CONAKRY,  (Reuters) – Guinea’s former military ruler, Moussa Dadis Camara, is back in custody, his lawyer said yesterday, denying Camara was a willing participant in an earlier armed jailbreak that he described as a kidnapping by force.

Residents of the capital Conakry woke up to the sound of gunfire in the early hours of Saturday as heavily armed men sprang Camara and three other officers out of a central prison, prompting the Guinean authorities to launch a nationwide manhunt.

In a post on social media on Saturday afternoon, Camara’s lawyer Pepe Antoine Lamah said Camara was back in Conakry’s Central House prison.

He did not share details on how his client had returned to custody, but accused the government of failing to protect its detainees.

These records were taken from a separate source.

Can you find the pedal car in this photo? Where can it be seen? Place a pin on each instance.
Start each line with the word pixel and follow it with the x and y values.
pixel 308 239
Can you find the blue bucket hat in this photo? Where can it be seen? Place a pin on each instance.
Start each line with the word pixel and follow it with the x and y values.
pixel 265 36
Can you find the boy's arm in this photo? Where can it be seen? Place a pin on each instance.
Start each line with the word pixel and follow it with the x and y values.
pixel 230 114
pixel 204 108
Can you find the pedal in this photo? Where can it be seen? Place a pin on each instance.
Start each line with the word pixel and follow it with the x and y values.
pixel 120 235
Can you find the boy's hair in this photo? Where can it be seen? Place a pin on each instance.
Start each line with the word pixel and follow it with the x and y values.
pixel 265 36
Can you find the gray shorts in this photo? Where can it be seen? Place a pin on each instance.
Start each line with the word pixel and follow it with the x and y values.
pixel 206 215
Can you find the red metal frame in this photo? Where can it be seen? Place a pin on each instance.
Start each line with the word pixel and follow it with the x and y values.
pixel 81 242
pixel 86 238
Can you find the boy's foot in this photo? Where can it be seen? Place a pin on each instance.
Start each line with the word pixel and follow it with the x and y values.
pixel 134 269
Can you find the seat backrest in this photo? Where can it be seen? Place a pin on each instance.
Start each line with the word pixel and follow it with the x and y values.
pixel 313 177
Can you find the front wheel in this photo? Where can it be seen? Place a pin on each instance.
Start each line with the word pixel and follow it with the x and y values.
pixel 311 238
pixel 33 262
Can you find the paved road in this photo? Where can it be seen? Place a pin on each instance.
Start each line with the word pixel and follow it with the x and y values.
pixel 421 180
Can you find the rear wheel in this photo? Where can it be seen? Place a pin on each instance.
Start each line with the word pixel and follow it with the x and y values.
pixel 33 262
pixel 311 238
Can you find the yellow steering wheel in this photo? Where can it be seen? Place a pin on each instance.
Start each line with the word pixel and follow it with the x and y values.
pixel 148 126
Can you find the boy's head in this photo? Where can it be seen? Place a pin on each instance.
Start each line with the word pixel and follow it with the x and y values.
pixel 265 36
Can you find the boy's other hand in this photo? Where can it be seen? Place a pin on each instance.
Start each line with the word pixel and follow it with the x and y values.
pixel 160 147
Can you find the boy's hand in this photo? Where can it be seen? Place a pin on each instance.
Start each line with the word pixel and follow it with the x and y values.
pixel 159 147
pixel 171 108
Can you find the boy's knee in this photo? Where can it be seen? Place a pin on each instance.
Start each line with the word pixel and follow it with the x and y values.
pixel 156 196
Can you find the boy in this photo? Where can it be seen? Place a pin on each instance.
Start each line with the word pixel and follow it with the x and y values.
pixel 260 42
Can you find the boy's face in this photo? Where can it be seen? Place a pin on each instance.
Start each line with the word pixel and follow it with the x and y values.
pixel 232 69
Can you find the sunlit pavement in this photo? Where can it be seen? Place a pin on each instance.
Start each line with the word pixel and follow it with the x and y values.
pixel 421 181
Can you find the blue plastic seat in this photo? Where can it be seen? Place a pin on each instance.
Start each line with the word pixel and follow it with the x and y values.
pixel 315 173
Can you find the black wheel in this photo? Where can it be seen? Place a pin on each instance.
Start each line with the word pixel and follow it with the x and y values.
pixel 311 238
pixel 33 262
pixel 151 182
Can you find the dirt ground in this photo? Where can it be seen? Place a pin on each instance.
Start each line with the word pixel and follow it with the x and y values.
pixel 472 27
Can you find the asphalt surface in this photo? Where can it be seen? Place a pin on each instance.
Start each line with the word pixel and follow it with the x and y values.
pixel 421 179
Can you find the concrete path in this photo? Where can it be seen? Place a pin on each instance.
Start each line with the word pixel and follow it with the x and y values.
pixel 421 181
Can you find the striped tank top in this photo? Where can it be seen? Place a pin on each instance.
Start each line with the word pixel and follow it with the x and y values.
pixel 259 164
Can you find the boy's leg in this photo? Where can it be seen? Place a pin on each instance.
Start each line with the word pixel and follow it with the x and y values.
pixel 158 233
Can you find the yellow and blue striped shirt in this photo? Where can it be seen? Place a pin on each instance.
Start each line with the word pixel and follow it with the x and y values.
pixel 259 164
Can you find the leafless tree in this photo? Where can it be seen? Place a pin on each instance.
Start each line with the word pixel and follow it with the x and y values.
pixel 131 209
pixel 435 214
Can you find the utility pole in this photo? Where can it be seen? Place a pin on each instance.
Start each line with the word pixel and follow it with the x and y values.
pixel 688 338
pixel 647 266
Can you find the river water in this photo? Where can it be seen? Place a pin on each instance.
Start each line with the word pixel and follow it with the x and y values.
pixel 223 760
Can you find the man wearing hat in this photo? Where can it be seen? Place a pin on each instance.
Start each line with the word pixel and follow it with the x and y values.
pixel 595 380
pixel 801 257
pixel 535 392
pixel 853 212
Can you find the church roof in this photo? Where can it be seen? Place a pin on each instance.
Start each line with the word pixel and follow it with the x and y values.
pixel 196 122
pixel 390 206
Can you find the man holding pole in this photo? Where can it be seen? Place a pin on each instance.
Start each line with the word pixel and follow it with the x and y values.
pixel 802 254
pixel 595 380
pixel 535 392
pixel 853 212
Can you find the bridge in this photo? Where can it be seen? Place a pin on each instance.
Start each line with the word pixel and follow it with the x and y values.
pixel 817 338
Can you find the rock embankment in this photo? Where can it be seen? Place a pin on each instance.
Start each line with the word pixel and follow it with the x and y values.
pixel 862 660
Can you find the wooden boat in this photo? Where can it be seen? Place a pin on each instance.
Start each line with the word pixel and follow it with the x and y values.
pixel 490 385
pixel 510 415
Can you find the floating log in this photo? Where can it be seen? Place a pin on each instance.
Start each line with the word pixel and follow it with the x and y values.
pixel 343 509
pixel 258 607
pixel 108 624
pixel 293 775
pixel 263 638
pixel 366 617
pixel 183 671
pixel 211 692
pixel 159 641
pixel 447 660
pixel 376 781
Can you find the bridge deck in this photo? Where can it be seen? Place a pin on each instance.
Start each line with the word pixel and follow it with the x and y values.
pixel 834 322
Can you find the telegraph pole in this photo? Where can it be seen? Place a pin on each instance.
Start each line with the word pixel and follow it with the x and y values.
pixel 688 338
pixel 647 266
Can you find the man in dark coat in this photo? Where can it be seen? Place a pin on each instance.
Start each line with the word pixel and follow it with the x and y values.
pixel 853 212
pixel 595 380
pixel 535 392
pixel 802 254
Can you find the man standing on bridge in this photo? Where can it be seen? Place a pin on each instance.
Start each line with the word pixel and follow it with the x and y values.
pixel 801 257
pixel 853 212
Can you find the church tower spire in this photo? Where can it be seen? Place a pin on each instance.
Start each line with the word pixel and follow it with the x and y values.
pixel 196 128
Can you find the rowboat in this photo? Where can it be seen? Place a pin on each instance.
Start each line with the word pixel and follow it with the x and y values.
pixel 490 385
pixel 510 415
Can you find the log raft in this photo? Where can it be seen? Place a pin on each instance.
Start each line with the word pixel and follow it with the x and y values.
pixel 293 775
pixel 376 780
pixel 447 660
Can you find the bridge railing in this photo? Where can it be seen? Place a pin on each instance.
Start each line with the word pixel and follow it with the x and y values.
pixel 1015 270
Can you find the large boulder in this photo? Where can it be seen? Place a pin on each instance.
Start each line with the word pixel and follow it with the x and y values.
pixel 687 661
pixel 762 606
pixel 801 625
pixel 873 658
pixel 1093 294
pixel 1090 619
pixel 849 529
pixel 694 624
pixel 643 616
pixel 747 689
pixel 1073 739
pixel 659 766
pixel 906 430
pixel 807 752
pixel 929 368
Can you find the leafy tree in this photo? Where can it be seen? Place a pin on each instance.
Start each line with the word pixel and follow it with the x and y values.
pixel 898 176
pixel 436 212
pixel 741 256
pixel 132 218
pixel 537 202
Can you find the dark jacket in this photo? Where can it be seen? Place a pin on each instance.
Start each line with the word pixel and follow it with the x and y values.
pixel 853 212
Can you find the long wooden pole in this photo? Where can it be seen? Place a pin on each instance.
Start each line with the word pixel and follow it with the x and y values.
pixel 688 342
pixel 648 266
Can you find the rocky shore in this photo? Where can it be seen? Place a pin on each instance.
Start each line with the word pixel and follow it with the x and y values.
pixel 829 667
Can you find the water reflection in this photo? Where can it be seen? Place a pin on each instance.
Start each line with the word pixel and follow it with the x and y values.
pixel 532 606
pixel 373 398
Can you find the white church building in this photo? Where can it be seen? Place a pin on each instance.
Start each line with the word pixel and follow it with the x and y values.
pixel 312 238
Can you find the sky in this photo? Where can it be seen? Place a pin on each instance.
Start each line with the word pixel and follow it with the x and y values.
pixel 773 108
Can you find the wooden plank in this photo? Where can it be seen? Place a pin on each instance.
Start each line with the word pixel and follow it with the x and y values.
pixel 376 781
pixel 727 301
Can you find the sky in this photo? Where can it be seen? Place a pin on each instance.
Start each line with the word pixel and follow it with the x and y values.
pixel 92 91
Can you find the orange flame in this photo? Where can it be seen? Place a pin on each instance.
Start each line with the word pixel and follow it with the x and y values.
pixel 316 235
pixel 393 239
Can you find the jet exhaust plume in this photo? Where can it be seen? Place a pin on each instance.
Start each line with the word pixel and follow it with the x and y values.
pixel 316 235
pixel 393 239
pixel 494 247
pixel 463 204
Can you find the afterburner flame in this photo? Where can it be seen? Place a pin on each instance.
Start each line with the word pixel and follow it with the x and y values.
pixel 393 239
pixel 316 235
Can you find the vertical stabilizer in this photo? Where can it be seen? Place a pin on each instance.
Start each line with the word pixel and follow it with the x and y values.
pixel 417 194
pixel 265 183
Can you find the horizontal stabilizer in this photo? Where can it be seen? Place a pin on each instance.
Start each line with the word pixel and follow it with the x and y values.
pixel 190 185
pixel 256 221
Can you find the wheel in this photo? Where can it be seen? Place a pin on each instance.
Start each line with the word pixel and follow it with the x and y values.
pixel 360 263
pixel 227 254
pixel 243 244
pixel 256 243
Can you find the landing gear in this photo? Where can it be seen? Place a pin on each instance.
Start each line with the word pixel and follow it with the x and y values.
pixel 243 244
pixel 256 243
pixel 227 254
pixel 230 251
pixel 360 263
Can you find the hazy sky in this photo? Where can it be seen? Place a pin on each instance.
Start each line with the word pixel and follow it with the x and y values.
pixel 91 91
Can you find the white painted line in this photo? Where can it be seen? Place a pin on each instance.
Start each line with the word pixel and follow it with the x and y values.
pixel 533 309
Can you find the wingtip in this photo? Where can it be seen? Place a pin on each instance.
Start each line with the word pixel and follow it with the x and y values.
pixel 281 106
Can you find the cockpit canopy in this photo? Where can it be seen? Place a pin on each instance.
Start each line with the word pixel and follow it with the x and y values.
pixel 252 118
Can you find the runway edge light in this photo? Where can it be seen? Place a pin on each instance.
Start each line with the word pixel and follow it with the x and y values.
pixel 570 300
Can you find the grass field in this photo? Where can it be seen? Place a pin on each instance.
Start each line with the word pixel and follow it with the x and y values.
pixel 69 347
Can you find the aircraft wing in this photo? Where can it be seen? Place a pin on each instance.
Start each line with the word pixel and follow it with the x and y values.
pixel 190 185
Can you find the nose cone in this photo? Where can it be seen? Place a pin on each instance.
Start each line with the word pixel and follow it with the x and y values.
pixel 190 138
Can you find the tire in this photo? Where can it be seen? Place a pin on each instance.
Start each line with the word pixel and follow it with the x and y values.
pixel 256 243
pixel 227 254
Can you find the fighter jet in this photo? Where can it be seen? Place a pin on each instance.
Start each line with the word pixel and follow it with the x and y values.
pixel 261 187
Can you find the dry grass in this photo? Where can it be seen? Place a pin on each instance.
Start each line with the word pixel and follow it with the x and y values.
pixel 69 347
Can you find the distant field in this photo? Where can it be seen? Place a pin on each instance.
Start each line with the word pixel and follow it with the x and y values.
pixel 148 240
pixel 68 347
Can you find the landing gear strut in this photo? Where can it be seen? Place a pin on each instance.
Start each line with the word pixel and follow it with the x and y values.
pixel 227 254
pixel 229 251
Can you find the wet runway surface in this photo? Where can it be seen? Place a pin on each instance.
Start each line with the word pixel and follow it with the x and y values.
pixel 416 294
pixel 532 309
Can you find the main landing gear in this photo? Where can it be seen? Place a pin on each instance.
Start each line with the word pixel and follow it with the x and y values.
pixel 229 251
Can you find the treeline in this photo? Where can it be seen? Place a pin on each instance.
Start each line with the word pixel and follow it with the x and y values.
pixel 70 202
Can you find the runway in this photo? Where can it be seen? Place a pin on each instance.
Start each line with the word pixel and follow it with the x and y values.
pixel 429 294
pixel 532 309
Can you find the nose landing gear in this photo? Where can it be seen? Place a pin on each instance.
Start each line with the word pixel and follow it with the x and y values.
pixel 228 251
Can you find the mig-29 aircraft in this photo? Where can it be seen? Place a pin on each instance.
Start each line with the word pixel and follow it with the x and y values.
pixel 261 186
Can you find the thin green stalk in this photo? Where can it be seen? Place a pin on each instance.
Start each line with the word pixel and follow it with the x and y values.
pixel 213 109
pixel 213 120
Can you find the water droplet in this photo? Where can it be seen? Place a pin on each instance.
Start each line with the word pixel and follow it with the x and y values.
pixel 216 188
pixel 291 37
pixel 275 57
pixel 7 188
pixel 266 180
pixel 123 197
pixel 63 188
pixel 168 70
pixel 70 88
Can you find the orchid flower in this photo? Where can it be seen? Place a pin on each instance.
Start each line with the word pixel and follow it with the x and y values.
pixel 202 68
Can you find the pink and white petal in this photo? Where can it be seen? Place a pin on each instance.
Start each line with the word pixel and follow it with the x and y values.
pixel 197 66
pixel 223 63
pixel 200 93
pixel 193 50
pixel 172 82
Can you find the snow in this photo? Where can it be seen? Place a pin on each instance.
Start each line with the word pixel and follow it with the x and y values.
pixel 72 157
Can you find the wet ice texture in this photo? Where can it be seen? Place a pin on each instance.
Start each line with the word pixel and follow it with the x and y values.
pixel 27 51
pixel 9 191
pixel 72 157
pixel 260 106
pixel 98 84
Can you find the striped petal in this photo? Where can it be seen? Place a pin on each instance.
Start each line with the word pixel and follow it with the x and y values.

“Camara was indeed kidnapped this morning very early by heavily armed individuals who forced him into a vehicle,” he said. “It is … unacceptable and even inappropriate to classify a kidnapping as an escape.”

The authorities did not immediately respond to a request for comment. The general prosecutor earlier said it had opened an investigation against Camara and the others involved in what it called a jailbreak.

The whereabouts of the other officers were not immediately known.

The search for them has gripped the capital, with soldiers patrolling the streets in armoured personnel carriers, while armed officers stopped and searched passing cars.

Earlier residents described hearing the rattle of gunfire in the early hours from the Kaloum administrative district, where Camara and the others were held in the Central House prison.

“There was dread, anxiety stress … fear in our hearts. Everyone was scared and wondering what was going on,” said Conakry local Mamadou Aliou Tham.

The incident highlights the fragile security situation in Guinea, which is ruled by another military junta that seized power in a coup in 2021 – one of eight such takeovers in West and Central Africa in the last three years.

Camara and others have been on trial since last year, accused of orchestrating a stadium massacre and mass rape by Guinean security forces in which 150 people were killed during a pro-democracy rally on Sept. 28, 2009.

Camara has denied responsibility, blaming the atrocities on errant soldiers.

He led a 2008 military coup and ruled Africa’s largest bauxite exporter for almost a year until he was wounded in a December 2009 assassination attempt.

He remains popular in the southeast, although his reputation was tarnished by the massacre. Survivors and family members had hoped the trial would bring them long-awaited justice.